“Let me live, love, and say it well in good sentences."
~ Sylvia Plath

The Lightning Queen

The Lightning Queen

The Lightning Queen

By: Laura Resau

 

I picked up this book because the school library bought it from the book fair and I thought the cover looked interesting. (Can you sense a pattern?) After reading the inside cover, I thought it sounded similar to The Little House on the Prairie books, which I loved as a kid. I felt nostalgic.

And then I read it in less than a week. I breezed through it. The Lightning Queen was nothing like The Little House on the Prairie books. But it was a fast read, and enchanting.

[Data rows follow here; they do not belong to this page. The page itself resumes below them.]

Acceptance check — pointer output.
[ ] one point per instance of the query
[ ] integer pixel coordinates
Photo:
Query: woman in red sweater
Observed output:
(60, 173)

On the first page I could tell that Laura Resau did not rehash Laura Ingalls Wilder’s books. The narrator, Mateo, is like the boys at the school I got the book from. He likes his after school activities and his phone. But he feels the tug of old tradition—of magic. And as he is describing the tug of magic pulling him towards his vacation to Mexico to see his grandpa, I felt it too. And that tug never went away throughout the book.

I don’t (normally) care for books written in First Person—I don’t (normally) like being that submerged in the narrator’s head. There are exceptions. And The Lightning Queen is one of those exceptions. One reason it works for me in this book is that the story is broken down into different parts—different narrators. Mateo is our connection to the modern world. His parts are shorter, and like coming up for fresh air in between the longer parts narrated by his grandfather, Teo. (Not that you really need a breath of fresh air. I could have stayed in Mexico long, long ago with Teo for the entire book.)

Teo is the real main character. He needs his grandson’s help finding Esma, Queen of Lightning. She is a gypsy girl whose caravan visits his village. After her grandmother reads Teo’s true fortune, they become fast friends. I don’t want to reveal too much about Esma’s magic, but she is inspiring.

There are so many elements of this story that I love. I love that at its core it’s a story about family—about grandfathers passing on traditions. It’s a love story, too. It’s a story about friendship that stretches over years and miles. It’s about growing up, and facing life and death. It’s beautiful.

The Lightning Queen is not a genre that I would normally choose for myself. It wasn’t what I was expecting, but I would recommend it to anyone.